Will business owners in Kansas City join in silent protest as well, taking maybe a few names and letting the rest slide? How would the health department know? Unless, perhaps, there’s a snitch or two.

Providing your name and information is not about keeping people safe. It’s about small fry martinets maintaining their authority over the common people. And while we tend to look at mayors and governors as the source of authoritarianism, don’t stop there. Look at who’s running their health departments. They’re probably relishing their power trips, too.

 

Featured image: Fiorella’s Jack Stack BBQ/Kansas City/personal image.

Written by

Kim is a pint-sized patriot who packs some big contradictions. She is a Baby Boomer who never became a hippie, an active Republican who first registered as a Democrat (okay, it was to help a sorority sister's father in his run for sheriff), and a devout Lutheran who practices yoga. Growing up in small-town Indiana, now living in the Kansas City metro, Kim is a conservative Midwestern gal whose heart is also in the Seattle area, where her eldest daughter, son-in-law, and grandson live. Kim is a working speech pathologist who left school system employment behind to subcontract to an agency, and has never looked back. She describes her conservatism as falling in the mold of Russell Kirk's Ten Conservative Principles. Don't know what they are? Google them!

12 Comments
  • My name and contact info? Sure!

    Donald Duck. 513-3600. 414 E. 12th St., Kansas City, MO 64106.

  • Scott says:

    Name? Jack Mehoff

  • Dick Hurtz…From Holden MO…………Good Luck with That…Mayor Lucas.

  • GWB says:

    Providing your name and information is not about keeping people safe.
    No, it is about contact tracing. Which is a troublesome bit of epidemiology. They want to trace back all of your contacts if you turn up sick.
    But, for something like Winnie The Flu, it doesn’t make sense. It does make sense if you’re tracing, perhaps, a sexually transmitted disease. Or one transmitted by sharing needles among drug users, and also transmissible by other means. But you conceivably (according to the masks-in-public dictates) could contract WTF by walking TO the store, past people who aren’t recorded at all.
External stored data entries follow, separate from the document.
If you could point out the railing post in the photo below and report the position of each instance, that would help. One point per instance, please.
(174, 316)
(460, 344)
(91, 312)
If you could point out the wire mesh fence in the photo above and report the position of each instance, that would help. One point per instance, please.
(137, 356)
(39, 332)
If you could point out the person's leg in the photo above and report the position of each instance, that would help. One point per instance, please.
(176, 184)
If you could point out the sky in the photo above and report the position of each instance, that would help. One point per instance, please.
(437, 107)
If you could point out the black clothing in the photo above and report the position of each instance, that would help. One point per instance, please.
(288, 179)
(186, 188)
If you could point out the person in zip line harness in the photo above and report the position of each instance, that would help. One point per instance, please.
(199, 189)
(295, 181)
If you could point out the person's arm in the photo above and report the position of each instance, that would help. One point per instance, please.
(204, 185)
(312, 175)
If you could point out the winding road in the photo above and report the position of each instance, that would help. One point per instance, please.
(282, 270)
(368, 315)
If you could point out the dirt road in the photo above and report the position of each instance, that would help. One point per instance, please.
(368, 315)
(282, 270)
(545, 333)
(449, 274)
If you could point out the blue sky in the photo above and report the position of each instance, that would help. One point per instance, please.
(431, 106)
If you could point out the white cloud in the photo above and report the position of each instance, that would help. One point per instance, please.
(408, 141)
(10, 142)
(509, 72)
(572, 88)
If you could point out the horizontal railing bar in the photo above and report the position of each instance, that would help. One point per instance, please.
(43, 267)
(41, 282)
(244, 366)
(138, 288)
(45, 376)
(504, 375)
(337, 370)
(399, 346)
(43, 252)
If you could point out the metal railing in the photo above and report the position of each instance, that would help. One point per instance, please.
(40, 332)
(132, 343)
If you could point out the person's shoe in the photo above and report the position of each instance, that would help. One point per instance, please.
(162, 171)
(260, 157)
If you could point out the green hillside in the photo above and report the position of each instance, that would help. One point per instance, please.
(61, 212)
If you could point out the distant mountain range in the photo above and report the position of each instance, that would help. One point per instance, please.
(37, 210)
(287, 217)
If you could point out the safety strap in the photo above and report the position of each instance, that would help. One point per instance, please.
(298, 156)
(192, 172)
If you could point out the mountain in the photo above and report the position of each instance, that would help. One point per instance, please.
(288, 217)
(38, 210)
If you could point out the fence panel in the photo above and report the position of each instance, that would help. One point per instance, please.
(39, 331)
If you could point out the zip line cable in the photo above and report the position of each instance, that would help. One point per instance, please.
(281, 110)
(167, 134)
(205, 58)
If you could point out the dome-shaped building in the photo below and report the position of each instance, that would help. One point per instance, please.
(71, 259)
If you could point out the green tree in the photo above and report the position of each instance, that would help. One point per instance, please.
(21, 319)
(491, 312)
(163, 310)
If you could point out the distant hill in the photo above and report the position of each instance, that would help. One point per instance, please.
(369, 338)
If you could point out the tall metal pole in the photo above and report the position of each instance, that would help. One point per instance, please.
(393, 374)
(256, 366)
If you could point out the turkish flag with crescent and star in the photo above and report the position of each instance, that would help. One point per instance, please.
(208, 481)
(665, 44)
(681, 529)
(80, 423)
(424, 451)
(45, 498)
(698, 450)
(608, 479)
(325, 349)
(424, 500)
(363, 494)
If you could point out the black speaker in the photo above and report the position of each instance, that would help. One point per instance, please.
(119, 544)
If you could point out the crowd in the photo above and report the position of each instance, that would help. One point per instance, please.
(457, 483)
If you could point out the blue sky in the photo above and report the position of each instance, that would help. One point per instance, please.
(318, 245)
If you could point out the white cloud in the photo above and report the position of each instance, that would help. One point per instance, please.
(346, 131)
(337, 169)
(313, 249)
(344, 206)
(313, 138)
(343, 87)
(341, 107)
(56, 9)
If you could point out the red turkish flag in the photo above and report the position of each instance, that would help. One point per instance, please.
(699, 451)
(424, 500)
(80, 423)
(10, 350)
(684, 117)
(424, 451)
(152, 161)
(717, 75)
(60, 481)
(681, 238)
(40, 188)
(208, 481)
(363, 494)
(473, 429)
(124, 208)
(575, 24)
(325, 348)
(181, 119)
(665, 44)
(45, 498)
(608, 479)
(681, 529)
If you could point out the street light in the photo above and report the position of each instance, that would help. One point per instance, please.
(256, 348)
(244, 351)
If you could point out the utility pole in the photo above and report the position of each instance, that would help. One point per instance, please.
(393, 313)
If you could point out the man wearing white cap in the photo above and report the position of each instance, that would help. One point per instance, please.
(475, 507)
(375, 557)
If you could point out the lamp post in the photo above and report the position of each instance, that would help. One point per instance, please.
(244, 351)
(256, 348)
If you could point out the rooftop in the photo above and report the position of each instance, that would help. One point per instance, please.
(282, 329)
    Also, keep in mind that a great number of us are already leaving behind our data. Anyone who doesn’t pay in cash is leaving a trail that includes their name and (ultimately) address.

    • Kim Hirsch says:

      “Also, keep in mind that a great number of us are already leaving behind our data. Anyone who doesn’t pay in cash is leaving a trail that includes their name and (ultimately) address.”
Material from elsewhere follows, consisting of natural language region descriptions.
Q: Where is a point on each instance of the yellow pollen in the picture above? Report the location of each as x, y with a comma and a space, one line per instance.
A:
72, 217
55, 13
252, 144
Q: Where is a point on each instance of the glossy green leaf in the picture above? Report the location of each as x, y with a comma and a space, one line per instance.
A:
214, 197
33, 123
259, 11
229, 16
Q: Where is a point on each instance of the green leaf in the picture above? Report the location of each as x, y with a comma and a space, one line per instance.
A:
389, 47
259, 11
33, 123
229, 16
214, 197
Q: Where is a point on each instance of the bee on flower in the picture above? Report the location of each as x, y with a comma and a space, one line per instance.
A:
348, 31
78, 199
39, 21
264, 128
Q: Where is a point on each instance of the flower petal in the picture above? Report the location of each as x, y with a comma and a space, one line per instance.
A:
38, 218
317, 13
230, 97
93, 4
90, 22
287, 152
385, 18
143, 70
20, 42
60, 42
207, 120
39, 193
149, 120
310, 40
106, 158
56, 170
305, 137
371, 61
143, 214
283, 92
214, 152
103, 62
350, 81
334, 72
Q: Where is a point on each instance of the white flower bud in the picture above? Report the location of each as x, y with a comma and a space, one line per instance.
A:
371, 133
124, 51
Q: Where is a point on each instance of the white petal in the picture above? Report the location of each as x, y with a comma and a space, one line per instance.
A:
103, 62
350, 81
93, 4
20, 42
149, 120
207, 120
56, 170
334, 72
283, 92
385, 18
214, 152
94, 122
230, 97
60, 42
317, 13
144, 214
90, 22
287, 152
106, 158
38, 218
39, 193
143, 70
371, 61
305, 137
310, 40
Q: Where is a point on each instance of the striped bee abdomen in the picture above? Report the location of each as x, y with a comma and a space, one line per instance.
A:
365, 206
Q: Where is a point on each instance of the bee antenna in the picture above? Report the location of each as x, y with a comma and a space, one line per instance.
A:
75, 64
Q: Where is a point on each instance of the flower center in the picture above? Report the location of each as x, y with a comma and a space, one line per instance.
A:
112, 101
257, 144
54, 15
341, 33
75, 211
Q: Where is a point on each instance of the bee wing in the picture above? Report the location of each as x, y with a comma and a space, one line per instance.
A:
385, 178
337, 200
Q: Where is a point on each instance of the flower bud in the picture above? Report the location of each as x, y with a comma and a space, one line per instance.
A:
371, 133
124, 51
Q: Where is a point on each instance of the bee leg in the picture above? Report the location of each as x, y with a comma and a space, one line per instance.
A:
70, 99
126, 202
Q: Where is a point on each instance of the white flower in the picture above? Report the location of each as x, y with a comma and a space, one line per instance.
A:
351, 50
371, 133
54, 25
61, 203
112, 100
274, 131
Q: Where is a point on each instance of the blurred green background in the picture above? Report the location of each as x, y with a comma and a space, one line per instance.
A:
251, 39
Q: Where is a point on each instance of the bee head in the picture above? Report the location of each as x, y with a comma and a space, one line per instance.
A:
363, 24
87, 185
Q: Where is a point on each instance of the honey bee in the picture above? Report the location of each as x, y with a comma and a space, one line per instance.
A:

      That’s true, and I pointed that out to my husband yesterday. But assuming that submission of our contact information (I’m hearing a bad German accent: your papers, please) is separate from credit card information, where will they store that information? How safe is that list? What could possibly go wrong?

      • GWB says:

        What could possibly go wrong?
        IKR?

        Oh, and I hear that phrase in a very good German accent. With Russian subtitles.

        • DM says:

          As noted in comment below, Hitler & Himmler & Mao & Stalin & Lenin would all be very proud of Herr Lucas. Does he have cattle cars ready for the church goers?

  • Kate Yare says:

    Selective contact tracing for what purpose? People are swarming WalMart stores, and nobody is taking their names and address information, and these are the same people who will be going to restaurants and attending other gatherings. This selective contact tracing will be leaving out a whole lot of contacts, yielding some pretty faulty data.

  • Bill Dumanch says:

    To ALL KC persons-

    Burner phone.
    Works for the CIA.
    And, the Mafia…

  • Ampleforth says:

    Unless they are requiring people to show an ID, Use cash, adopt an alias, and give them the address to the local Democrat party headquarters.

    You can find it on the interwebs.

  • DM says:

    UNCONSTITUTIONAL CIVIL RIGHTS VIOLATION. Taking names of church goers, my my my Hitler & Mao & Stalin & Lenin would be sooo very proud.

    18 USC 242 Denial of Civil Rights under Color of Law
    Section 242 of Title 18 makes it a crime for a person acting under color of any law to willfully deprive a person of a right or privilege protected by the Constitution or laws of the United States.